When a father’s signature is lacking on a child’s birth registration form, and the mother is registered under section 6(2) of the Indian Act, Aboriginal Affairs and Northern Development Canada’s (formerly Indian and Northern Affairs Canada) “paternity trap” denies the child status registration. Disturbingly this practice of denial also occurs in situations where the child is the result of sexual violence such as rape.
As a result, these children, me included, are also denied their treaty rights such as education and health care.
I am also appreciative that there is the need to be respectful of the hard work my lawyers and their legal team at Aboriginal Legal Services Toronto have done so far in moving my Charter case forward.
As such, I need to politely clear up an inaccuracy reported in a few recent news articles. In these news articles it was argued that my lawyers filed the statement of claim (SofC) in the wrong court, and further that it had to be re-filed in the correct court. This is not true. We filed the SofC with the Ontario Supreme Court of Justice. This was the correct path to take.
Something did go awry though. It is my position that the court made an error when it struck my first SofC. In May 2001, and through my SofC, my lawyers correctly challenged the Registrar of Indian and Northern Affairs Canada’s (INAC) practice of assuming my unknown paternal grandfather was/is a non-Indian.
This approach of challenging the Registrar’s practice was taken because there is absolutely nothing in the Indian Act that directs the Registrar to carry out this practice; he/she just went ahead and did it. Succinctly, the Registrar made the assumption that my paternal grandfather was/is a non-Indian and applied this assumption to my application for Indian status entitlement as a matter of internal practice, procedure, or policy, whatever the case may be.
The Department of Justice (DOJ), representing the interests of the Canada, filed a motion to strike my SofC, and in November 2001, while in court, argued that we incorrectly challenged the Registrar’s practice, further arguing we needed to challenge the Indian Act itself. Agreeing with this argument, the Ontario Supreme Court of Justice struck my SofC. In September 2002, we took this decision to the Ontario Court of Appeal which agreed and upheld the lower court decision.
In sum, contrary to news reports we were in the right court.

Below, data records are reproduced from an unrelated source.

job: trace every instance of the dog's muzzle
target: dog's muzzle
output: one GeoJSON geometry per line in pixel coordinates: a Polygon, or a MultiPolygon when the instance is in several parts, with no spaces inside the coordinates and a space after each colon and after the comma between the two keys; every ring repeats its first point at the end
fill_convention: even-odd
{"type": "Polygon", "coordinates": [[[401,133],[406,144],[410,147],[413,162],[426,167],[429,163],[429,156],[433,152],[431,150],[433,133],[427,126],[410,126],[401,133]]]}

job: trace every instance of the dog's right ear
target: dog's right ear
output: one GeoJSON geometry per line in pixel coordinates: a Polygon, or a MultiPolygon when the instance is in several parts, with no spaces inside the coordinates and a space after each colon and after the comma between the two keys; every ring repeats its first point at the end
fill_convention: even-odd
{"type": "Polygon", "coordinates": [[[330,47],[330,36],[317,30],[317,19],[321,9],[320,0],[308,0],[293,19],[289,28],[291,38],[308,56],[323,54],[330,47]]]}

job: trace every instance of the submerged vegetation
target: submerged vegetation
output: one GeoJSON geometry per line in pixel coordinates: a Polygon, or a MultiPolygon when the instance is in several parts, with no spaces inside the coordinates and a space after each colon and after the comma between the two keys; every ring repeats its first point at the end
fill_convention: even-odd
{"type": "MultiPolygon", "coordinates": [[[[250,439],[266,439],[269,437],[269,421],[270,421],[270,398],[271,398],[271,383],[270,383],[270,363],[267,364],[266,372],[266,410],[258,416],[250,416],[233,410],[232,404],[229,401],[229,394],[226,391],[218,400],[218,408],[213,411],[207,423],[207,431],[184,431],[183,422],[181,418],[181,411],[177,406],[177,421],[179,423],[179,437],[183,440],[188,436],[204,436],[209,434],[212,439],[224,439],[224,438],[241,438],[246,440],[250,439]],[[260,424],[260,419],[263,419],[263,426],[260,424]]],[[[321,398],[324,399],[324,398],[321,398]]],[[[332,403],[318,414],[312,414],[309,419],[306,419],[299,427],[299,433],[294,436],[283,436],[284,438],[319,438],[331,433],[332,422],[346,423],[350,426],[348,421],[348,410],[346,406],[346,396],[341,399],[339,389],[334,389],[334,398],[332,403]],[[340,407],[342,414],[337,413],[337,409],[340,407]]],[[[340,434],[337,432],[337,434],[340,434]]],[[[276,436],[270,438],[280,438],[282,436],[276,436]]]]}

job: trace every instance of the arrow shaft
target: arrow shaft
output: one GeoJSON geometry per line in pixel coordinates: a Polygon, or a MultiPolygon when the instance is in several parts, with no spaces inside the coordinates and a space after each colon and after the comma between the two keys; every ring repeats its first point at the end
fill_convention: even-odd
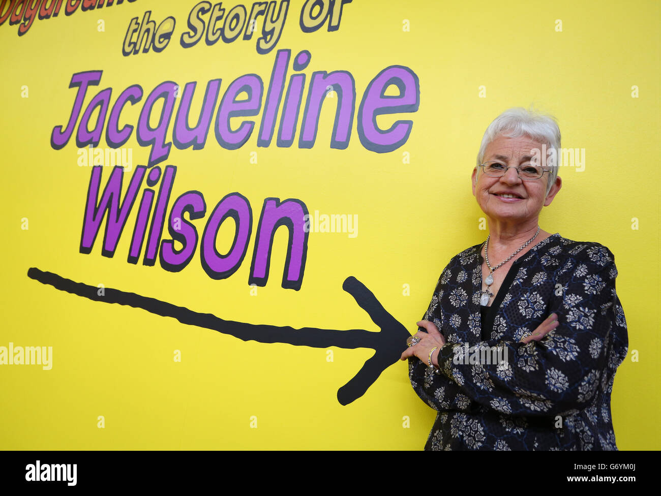
{"type": "Polygon", "coordinates": [[[243,341],[256,341],[260,343],[286,343],[295,346],[310,346],[327,348],[354,349],[371,348],[376,349],[378,332],[364,329],[336,330],[304,327],[295,329],[288,326],[278,326],[264,324],[248,324],[233,320],[225,320],[213,314],[194,312],[184,306],[155,298],[128,293],[119,289],[106,288],[102,296],[98,295],[98,288],[83,283],[77,283],[52,272],[41,271],[36,267],[28,270],[28,277],[42,284],[53,286],[57,289],[87,298],[94,301],[117,303],[134,308],[141,308],[163,317],[171,317],[182,324],[210,329],[223,334],[233,336],[243,341]]]}

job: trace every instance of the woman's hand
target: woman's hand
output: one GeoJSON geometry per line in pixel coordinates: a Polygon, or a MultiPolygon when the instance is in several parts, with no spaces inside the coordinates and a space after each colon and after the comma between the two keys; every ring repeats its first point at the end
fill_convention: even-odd
{"type": "Polygon", "coordinates": [[[416,322],[418,327],[424,327],[427,330],[426,332],[418,331],[415,334],[415,337],[420,339],[420,341],[412,346],[409,346],[406,351],[402,353],[401,360],[406,360],[409,357],[416,356],[422,361],[423,363],[429,364],[429,352],[436,347],[432,353],[432,364],[435,367],[438,367],[438,352],[447,341],[445,337],[440,333],[434,322],[428,320],[420,320],[416,322]]]}
{"type": "Polygon", "coordinates": [[[519,342],[527,343],[531,341],[539,341],[539,339],[555,329],[558,326],[558,316],[555,314],[551,314],[546,318],[544,322],[539,324],[537,329],[533,331],[532,334],[526,336],[519,342]]]}

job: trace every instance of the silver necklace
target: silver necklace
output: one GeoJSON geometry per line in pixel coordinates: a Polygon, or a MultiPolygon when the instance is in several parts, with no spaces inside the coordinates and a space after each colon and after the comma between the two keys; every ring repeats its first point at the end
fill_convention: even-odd
{"type": "Polygon", "coordinates": [[[530,244],[532,240],[537,237],[537,234],[539,234],[540,229],[541,228],[539,227],[539,226],[537,226],[537,232],[535,233],[535,236],[533,236],[532,238],[526,241],[525,243],[524,244],[524,245],[521,248],[520,248],[518,250],[517,250],[516,252],[512,254],[509,257],[507,258],[506,260],[503,260],[495,267],[492,267],[491,264],[489,264],[489,256],[487,254],[487,251],[488,250],[489,248],[489,238],[491,237],[491,234],[489,234],[488,236],[486,236],[486,242],[485,243],[485,260],[486,261],[486,266],[489,267],[490,271],[489,271],[489,275],[487,275],[486,278],[485,279],[485,282],[486,283],[486,289],[483,291],[481,291],[481,293],[482,293],[482,296],[480,297],[481,305],[482,305],[483,306],[486,306],[486,305],[488,305],[489,304],[489,301],[494,295],[494,294],[490,291],[489,291],[489,287],[490,287],[491,285],[494,283],[494,271],[499,268],[500,267],[502,267],[505,264],[507,264],[507,262],[508,262],[510,260],[512,260],[512,258],[514,256],[514,255],[516,255],[522,250],[523,250],[524,248],[530,244]]]}

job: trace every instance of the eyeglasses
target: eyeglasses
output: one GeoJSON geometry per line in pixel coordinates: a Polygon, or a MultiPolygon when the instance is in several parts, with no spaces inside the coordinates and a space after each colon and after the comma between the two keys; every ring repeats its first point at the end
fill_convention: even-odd
{"type": "Polygon", "coordinates": [[[551,172],[548,169],[532,164],[520,165],[518,167],[508,167],[500,162],[486,162],[480,164],[480,166],[482,167],[485,174],[492,178],[502,178],[507,174],[508,170],[516,169],[516,173],[524,181],[536,181],[544,175],[544,172],[551,172]]]}

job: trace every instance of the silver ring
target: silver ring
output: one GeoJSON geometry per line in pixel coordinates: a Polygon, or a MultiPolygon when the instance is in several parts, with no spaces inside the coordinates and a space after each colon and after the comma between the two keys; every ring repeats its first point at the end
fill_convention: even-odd
{"type": "Polygon", "coordinates": [[[416,336],[409,336],[407,339],[407,344],[408,345],[409,347],[410,347],[411,346],[415,346],[416,344],[420,343],[420,337],[416,336]]]}

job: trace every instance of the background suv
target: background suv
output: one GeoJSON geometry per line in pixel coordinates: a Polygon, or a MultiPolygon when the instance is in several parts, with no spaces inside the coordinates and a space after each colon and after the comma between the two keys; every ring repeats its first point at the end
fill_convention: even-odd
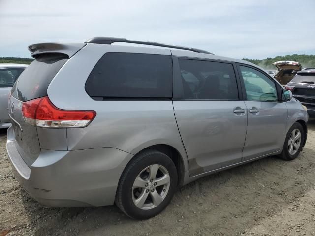
{"type": "Polygon", "coordinates": [[[13,84],[27,67],[23,64],[0,64],[0,129],[11,125],[8,98],[13,84]]]}
{"type": "Polygon", "coordinates": [[[298,72],[285,88],[290,90],[293,97],[306,106],[310,115],[315,115],[315,68],[298,72]]]}
{"type": "Polygon", "coordinates": [[[115,202],[148,218],[179,185],[271,155],[292,160],[306,141],[300,102],[246,61],[106,37],[29,49],[6,147],[21,184],[45,205],[115,202]]]}

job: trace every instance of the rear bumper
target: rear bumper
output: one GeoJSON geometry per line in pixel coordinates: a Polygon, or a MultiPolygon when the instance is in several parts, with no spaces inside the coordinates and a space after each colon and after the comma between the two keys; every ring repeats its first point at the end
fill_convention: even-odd
{"type": "Polygon", "coordinates": [[[120,176],[133,155],[111,148],[75,151],[41,149],[29,167],[14,140],[7,151],[21,185],[33,198],[55,207],[113,204],[120,176]]]}
{"type": "Polygon", "coordinates": [[[0,129],[9,128],[11,126],[11,123],[0,123],[0,129]]]}

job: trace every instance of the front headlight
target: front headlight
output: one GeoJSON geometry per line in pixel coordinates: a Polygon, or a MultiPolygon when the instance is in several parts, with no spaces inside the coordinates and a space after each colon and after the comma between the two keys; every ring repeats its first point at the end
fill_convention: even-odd
{"type": "Polygon", "coordinates": [[[304,105],[302,105],[302,106],[303,107],[303,109],[305,111],[307,111],[307,108],[305,106],[304,106],[304,105]]]}

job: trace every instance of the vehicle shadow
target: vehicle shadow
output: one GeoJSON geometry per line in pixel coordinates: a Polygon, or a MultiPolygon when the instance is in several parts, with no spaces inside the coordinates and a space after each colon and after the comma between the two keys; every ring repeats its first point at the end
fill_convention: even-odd
{"type": "Polygon", "coordinates": [[[192,235],[207,229],[215,235],[235,235],[315,187],[314,156],[315,151],[305,148],[292,161],[270,157],[203,177],[179,188],[163,212],[145,221],[132,220],[114,206],[44,208],[21,191],[35,236],[192,235]]]}

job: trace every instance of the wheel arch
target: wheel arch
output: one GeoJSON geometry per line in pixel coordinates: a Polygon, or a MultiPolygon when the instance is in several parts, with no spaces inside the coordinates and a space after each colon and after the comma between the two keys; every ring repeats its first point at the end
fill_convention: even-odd
{"type": "Polygon", "coordinates": [[[127,168],[130,162],[135,158],[136,156],[139,155],[139,153],[145,151],[146,150],[150,149],[154,149],[160,151],[161,152],[162,152],[168,156],[172,159],[175,165],[175,167],[176,167],[176,170],[177,171],[177,176],[178,178],[178,185],[179,186],[182,185],[184,183],[184,175],[185,171],[186,171],[186,167],[188,166],[187,162],[185,162],[185,160],[187,160],[186,152],[185,153],[185,156],[183,156],[183,154],[181,154],[181,152],[177,148],[168,144],[153,144],[142,148],[141,150],[138,150],[132,158],[129,160],[125,166],[124,171],[125,171],[125,169],[127,168]]]}

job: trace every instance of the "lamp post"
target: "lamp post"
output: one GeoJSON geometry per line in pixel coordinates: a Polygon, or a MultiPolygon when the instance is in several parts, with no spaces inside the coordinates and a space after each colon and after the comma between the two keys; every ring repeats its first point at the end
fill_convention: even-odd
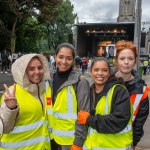
{"type": "MultiPolygon", "coordinates": [[[[138,57],[140,57],[140,43],[141,43],[141,3],[142,0],[136,0],[136,10],[135,10],[135,27],[134,27],[134,44],[138,50],[138,57]]],[[[138,70],[138,64],[136,66],[136,70],[138,70]]]]}

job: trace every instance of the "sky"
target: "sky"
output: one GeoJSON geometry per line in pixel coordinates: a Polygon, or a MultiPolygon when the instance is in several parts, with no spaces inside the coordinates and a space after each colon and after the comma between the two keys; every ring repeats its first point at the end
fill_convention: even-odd
{"type": "MultiPolygon", "coordinates": [[[[70,0],[79,22],[117,22],[119,0],[70,0]]],[[[142,22],[146,30],[150,27],[150,0],[142,0],[142,22]]],[[[143,25],[142,25],[143,27],[143,25]]]]}

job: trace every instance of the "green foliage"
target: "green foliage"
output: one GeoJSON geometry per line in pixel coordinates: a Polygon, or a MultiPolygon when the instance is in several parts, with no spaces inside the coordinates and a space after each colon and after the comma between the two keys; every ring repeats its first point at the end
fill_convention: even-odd
{"type": "MultiPolygon", "coordinates": [[[[62,0],[0,0],[0,31],[3,30],[3,33],[0,33],[0,37],[2,37],[2,35],[5,36],[5,38],[9,37],[9,41],[4,44],[2,48],[12,47],[12,45],[10,45],[11,38],[15,39],[16,36],[18,36],[16,35],[17,30],[21,30],[21,28],[25,29],[23,26],[24,24],[27,25],[29,18],[38,18],[38,16],[41,15],[42,17],[48,17],[49,20],[52,19],[52,16],[57,14],[55,6],[61,1],[62,0]]],[[[32,29],[29,30],[31,31],[32,29]]],[[[27,32],[27,30],[24,31],[27,32]]],[[[32,30],[32,33],[33,32],[32,30]]],[[[22,43],[20,45],[22,45],[22,43]]]]}

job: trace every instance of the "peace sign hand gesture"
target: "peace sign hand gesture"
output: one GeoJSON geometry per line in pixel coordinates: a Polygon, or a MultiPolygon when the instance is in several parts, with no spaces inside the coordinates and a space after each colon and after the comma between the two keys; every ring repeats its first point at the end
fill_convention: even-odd
{"type": "Polygon", "coordinates": [[[13,88],[8,88],[6,84],[4,84],[4,88],[6,90],[4,95],[4,100],[9,109],[17,108],[17,100],[15,97],[16,92],[16,84],[14,84],[13,88]]]}

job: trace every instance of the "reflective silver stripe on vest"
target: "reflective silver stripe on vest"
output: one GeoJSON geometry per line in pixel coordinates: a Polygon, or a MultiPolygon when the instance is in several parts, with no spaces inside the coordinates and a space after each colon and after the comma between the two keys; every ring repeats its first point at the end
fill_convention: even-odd
{"type": "MultiPolygon", "coordinates": [[[[143,87],[143,93],[145,92],[145,90],[146,90],[146,86],[143,87]]],[[[133,104],[133,117],[132,117],[132,121],[135,120],[136,116],[134,116],[134,113],[135,113],[135,111],[136,111],[136,109],[137,109],[137,107],[138,107],[138,105],[139,105],[139,103],[141,101],[142,96],[143,96],[143,94],[136,94],[136,97],[135,97],[135,100],[134,100],[134,104],[133,104]]]]}
{"type": "Polygon", "coordinates": [[[105,115],[108,114],[108,97],[109,97],[110,91],[111,91],[111,89],[108,91],[108,93],[106,95],[105,115]]]}
{"type": "Polygon", "coordinates": [[[46,81],[46,82],[45,82],[46,92],[48,91],[48,87],[49,87],[49,82],[48,82],[48,81],[46,81]]]}
{"type": "Polygon", "coordinates": [[[73,137],[74,136],[74,130],[72,130],[72,131],[54,130],[53,134],[55,136],[73,137]]]}
{"type": "Polygon", "coordinates": [[[58,112],[54,112],[53,115],[56,118],[61,118],[61,119],[77,119],[77,114],[76,113],[58,113],[58,112]]]}
{"type": "Polygon", "coordinates": [[[132,130],[132,125],[131,124],[128,124],[121,132],[119,132],[120,134],[121,133],[126,133],[126,132],[129,132],[132,130]]]}
{"type": "Polygon", "coordinates": [[[68,112],[73,113],[74,105],[73,105],[73,95],[71,92],[71,86],[68,86],[67,89],[67,100],[68,100],[68,112]]]}
{"type": "Polygon", "coordinates": [[[7,148],[7,149],[8,148],[10,148],[10,149],[21,148],[21,147],[26,147],[26,146],[38,144],[40,142],[44,142],[45,140],[47,143],[50,142],[50,138],[48,136],[47,137],[39,136],[39,137],[36,137],[33,139],[24,140],[21,142],[9,142],[9,143],[0,142],[0,147],[7,148]]]}
{"type": "Polygon", "coordinates": [[[53,115],[56,118],[61,118],[61,119],[77,119],[77,113],[74,113],[74,104],[73,104],[73,95],[71,92],[71,86],[68,86],[67,88],[67,107],[68,111],[66,113],[60,113],[60,112],[53,112],[53,115]]]}
{"type": "Polygon", "coordinates": [[[47,111],[47,114],[48,114],[48,115],[52,115],[52,112],[53,112],[53,111],[52,111],[52,109],[51,109],[51,108],[47,108],[47,110],[46,110],[46,111],[47,111]]]}
{"type": "Polygon", "coordinates": [[[34,122],[32,124],[28,124],[28,125],[15,126],[14,129],[10,133],[21,133],[21,132],[30,131],[30,130],[41,127],[43,123],[44,123],[44,120],[40,120],[40,121],[34,122]]]}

Further, it is my position that we correctly challenged the Registrar’s practice, as the Indian Act is silent on the matter of unknown paternity. As such, it is also my position that the DOJ incorrectly argued that we needed to challenge the Indian Act. Through their power, the DOJ was successful at throwing in this wrench. Needless to say I have learned that justice remedies are more about power than they are about what is right and fair.
A person has to ask: why would two levels of Canadian court do this, and why would a Canadian court system force me to go through a long process of challenging legislation laden with sex discrimination that generations of Indigenous women have already challenged — especially in light of the fact that we live in a post Charter era? After all, it was in 1857 with the Civilization Act, a predecessor to the Indian Act, when the sex discrimination was first codified into law. Is not 157 years of sex discrimination long enough?
Furthermore, one has to ask; Would it not be easier for Canada to simply change the Registrar of Aboriginal Affairs and Northern Development Canada’s practice? In offering my response, to why this approach is not taken, realize it is quite simple to understand. Mediated by and through the power of a European and thus foreign court system, with the their continued motivation to deny Indigenous people their rights, the court, who represents the Crown, also serves to continue to deny Indigenous justice.
Over time, it has become obvious to me that the justice system in Canada is not a place where Indigenous people will achieve justice, nor the protection of the treaty rights that Indian status registration provides. Rather, Canada’s legal system is a tool of the oppressor. While I may have been naive of this fact 27 years ago, in 1985, when the Bill C-31 amendment to the Indian Act took place, and when I first began my effort to gain Indian status entitlement, I am naive no longer. I know today, with its intentionally constructed layers of structural oppression, Canada is without a doubt a hostile place for Indigenous people. I hope others, journalists included, learn from my process.
Chi-Miigwetch to everyone who has supported my effort: family, lawyers, researchers, students, friends, Facebook group members, journalists, and editors.
Lynn Gehl is Algonquin Anishinaabe-kwe from the Ottawa River Valley, Ontario Canada. Her traditional name is Gii-Zhigaate-Mnidoo-Kwe.